Products: digicam and printer
Prices: €870 and €220 respectively
Japanese electronics companies are famous for cramming lots of technology into small devices and the Powershot G6 from Canon follows in this distinguished tradition.
Japanese electronics companies are famous for cramming lots of technology into small devices and the Powershot G6 from Canon (pictured) follows in this distinguished tradition. This new digicam is loaded with features but at the same time avoids being a weighty monster that is (literally) a pain to carry around.
The G6 is the successor to the popular G5 model. The two don’t look dissimilar except that the G6 is finished in silver instead of black. Inside, the main point of difference is the MP rating, which has risen from 5.0 to a whopping 7.1. Quite what the average hobbyist would need a 7.1MP camera for is unclear unless they are in the habit of having their images blown up to billboard size but, in the MP wars, size is everything and Canon now has two cameras that can boast the 7MP rating (the S70 is the other one). Canon claims some real improvements for the G6 over the G5, including 55pc faster autofocus, 30pc faster start up and 10pc smaller body.
In handling terms, the machine feels extremely solid, a little heavy even. The barrel grip fits snugly in the right hand. On the topside of the grip are the shutter button and the main dial, the latter designed as a quick and easy way to select certain menus and display images. Further back is a display panel — effectively a dashboard for what’s going on in the camera, from the remaining image capacity to battery level. Just behind this to the right is the on/off lever/button. Unusually, there is only an off button; the camera is turned on by turning a tiny lever clockwise for playback and anticlockwise for shooting modes — a design feature that will please some but possibly irritate others. On the back of the camera, the most notable feature is the two-inch LCD monitor that flips open in camcorder fashion and can tilt, twist and swivel on its mounting. While this is useful when shooting movie clips, it means having to flip open the monitor every time you want to shoot still images (unless you’re shooting using the viewfinder only). Again, this will not be to everyone’s liking.

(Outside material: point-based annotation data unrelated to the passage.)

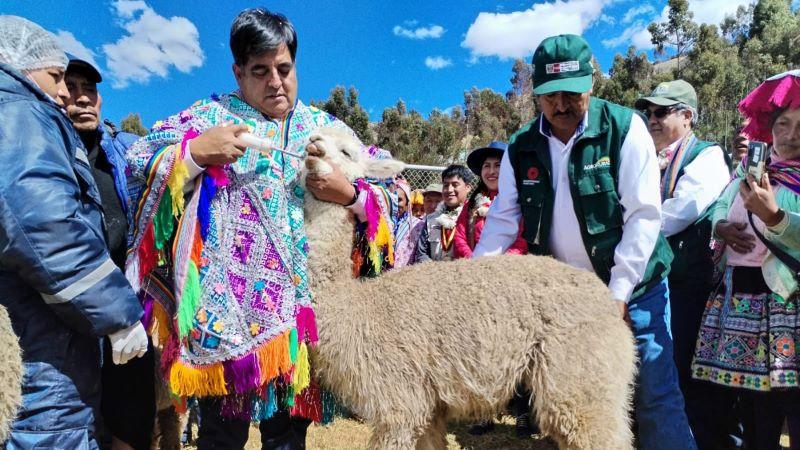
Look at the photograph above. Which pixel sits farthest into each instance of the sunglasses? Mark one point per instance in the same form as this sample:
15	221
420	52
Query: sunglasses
660	113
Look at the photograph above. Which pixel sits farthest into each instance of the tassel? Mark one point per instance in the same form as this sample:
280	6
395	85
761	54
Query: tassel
293	346
187	381
208	189
307	325
148	256
159	327
243	373
189	301
273	358
163	223
177	179
302	369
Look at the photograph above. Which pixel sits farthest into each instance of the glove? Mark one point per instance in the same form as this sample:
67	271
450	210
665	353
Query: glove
128	343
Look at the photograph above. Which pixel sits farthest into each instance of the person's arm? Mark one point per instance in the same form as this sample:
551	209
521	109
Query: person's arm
701	183
423	253
503	220
786	232
520	246
638	186
44	238
460	244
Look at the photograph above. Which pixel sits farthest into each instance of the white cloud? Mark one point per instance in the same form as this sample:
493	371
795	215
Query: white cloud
431	32
517	34
636	12
70	44
153	45
714	11
437	62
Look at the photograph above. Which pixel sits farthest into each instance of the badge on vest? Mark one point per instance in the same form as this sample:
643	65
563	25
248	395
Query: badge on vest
533	177
603	162
566	66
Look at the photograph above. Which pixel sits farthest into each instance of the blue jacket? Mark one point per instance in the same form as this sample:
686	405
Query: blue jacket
61	289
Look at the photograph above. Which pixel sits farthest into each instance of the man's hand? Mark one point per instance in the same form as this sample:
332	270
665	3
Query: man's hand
623	312
218	145
760	200
128	343
331	187
734	235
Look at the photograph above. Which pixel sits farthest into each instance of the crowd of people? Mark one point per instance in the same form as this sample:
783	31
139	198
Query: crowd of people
190	241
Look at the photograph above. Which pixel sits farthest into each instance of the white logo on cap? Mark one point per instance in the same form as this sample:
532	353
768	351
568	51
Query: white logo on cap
566	66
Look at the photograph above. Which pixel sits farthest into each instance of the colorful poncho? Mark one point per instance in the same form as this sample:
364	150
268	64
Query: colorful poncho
220	261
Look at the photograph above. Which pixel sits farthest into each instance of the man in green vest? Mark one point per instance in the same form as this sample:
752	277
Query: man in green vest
583	177
693	174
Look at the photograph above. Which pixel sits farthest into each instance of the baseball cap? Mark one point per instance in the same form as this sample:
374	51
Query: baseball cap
670	93
562	63
85	67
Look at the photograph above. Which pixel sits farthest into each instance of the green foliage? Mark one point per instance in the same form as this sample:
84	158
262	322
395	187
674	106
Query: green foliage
723	64
132	123
346	108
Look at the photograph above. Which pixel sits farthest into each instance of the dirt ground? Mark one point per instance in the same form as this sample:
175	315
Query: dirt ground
346	434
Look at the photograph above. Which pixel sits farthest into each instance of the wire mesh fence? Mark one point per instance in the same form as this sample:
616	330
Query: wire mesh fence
421	176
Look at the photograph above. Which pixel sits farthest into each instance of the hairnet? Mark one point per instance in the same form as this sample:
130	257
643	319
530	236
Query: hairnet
26	46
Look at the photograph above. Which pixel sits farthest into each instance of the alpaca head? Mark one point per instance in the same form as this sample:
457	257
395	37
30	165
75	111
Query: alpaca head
345	150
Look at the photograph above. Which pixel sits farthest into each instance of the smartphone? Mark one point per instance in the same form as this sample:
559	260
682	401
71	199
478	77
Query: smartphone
756	159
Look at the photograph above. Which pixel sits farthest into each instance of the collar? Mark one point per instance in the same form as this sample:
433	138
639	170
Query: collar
546	129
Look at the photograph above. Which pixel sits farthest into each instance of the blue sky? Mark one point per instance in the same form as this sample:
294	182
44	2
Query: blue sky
157	57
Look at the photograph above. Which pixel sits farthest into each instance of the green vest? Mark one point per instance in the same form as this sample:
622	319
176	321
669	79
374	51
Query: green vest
693	254
592	170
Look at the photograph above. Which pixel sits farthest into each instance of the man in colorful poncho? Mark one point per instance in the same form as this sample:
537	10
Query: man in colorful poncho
220	252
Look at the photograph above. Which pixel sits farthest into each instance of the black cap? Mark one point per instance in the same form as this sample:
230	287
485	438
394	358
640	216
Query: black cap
478	156
84	67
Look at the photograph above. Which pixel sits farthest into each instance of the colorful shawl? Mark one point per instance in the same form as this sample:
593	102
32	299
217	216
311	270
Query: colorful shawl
222	271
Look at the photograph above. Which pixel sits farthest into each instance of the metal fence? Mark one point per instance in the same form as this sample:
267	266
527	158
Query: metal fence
421	176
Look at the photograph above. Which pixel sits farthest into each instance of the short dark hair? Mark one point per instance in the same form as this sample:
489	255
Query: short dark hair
256	31
457	170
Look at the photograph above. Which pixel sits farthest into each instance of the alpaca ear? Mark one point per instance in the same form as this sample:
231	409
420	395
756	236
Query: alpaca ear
383	168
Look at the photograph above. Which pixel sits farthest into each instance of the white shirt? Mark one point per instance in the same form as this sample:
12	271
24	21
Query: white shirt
638	186
702	182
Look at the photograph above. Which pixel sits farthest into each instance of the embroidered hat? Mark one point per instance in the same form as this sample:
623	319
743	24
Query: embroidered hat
670	93
781	91
433	188
85	67
478	156
562	63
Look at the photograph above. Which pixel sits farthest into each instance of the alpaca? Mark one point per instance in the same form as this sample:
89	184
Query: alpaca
10	375
408	351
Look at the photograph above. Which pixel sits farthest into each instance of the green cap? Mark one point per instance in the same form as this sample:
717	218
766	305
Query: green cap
670	93
562	63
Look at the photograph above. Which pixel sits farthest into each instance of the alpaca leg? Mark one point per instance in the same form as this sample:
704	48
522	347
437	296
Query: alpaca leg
582	383
435	435
395	437
170	426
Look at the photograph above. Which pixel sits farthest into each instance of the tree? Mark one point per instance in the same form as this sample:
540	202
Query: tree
346	108
132	123
520	96
678	31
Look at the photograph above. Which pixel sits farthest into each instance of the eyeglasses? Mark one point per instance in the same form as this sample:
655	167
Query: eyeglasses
660	113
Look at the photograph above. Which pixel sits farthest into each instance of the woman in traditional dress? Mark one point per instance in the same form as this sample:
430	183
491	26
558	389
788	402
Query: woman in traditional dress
750	328
485	163
407	229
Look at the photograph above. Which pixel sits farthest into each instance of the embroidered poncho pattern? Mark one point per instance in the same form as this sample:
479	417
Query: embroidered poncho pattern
222	273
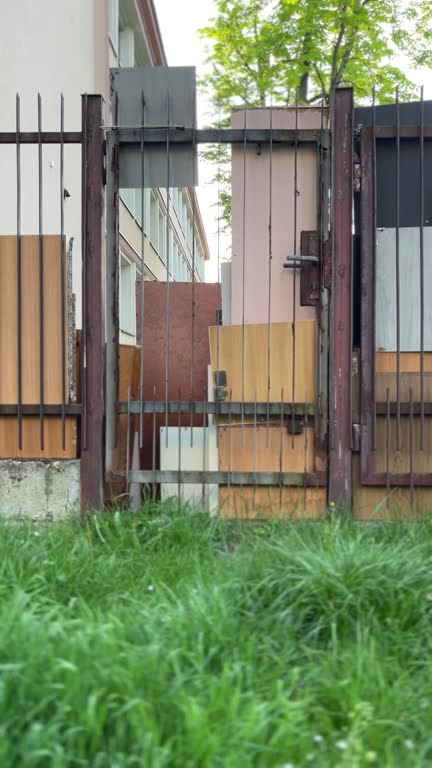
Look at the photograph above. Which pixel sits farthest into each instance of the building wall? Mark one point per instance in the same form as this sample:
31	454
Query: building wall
55	47
49	47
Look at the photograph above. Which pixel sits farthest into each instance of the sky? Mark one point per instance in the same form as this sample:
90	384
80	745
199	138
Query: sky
179	23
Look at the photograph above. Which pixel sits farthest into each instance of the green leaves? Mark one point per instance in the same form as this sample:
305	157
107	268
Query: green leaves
275	51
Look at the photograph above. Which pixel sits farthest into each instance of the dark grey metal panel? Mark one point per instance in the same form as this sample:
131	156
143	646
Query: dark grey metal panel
409	183
156	97
385	114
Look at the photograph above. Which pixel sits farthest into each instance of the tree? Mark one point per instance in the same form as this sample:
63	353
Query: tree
288	51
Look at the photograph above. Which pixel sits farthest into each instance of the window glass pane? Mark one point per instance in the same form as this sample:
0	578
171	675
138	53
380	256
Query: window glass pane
114	23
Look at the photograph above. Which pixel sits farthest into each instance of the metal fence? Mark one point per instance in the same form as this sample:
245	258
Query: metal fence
41	373
396	398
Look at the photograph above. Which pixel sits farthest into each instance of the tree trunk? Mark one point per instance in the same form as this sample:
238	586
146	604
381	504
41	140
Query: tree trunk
303	88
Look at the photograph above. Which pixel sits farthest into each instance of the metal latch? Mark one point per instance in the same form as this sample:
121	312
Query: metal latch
308	262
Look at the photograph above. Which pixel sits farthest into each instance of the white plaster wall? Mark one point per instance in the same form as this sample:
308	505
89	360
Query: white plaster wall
39	490
50	47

The G6 works on rechargeable batteries only and comes with a Canon BP-511A battery plus external charger. Canon claims that this will be enough to shoot 300 images when using the LCD monitor or three times that number if not using it. The camera comes with a 32MB Compact Flash memory card, which is enough to be getting on with but would need to be upgraded if a lot of shooting is done at higher-quality settings.
Stylish and well engineered, the G6 looks and feels like a serious workhorse for the demanding hobbyist. While hardly svelte, it is as compact as could be hoped for given its innumerable features. Overall, despite the couple of quibbles alluded to above, the G6 represents another impressive digicam from the Canon stable.
Now on to the companion product for this review: the Canon Selphy CP500 photo printer. Although the cost case is still unproven, the convenience and flexibility of printing photos at home are driving demand for photo printers such as this through the roof. The Selphy range, which includes three other devices, is notable for its stylish design. With its eye-catching metallic finish and smooth lines, the CP500 does not disappoint in this department. Setting up the machine is just a little tricky however. This is because paper is fed into the machine via a tray attached to a side of the machine. The alternative — and to be honest more straightforward option — is a trayless top-loading system, although these printers tend to be bulkier. And therein lies the trade off.
The printer offers a choice of print sizes, from postcard format (100x148mm) to credit card size right down to mini stickers for the kids. An optional second tray will allow you to print out in wide format (100x200mm). The machine can print from camera or PC and contains the useful PictBridge function that allows direct printing from the G6 or other compatible cameras. The device builds up an image in individual colour layers, meaning it needs four run-throughs to complete a print. A single print takes about one minute — not bad but not super fast either. Apart from this, the machine is quite noisy — which is probably okay in an office environment but at home its high-pitched whine could be distracting to other family members watching TV or whatever. The quality of the prints was very acceptable — sharp and with good colour reproduction.
Summing up the advantages, the Selphy is small, light and easy on the eye. Overall, however, it seemed a bit too rough and ready and its performance did not quite live up to its killer looks.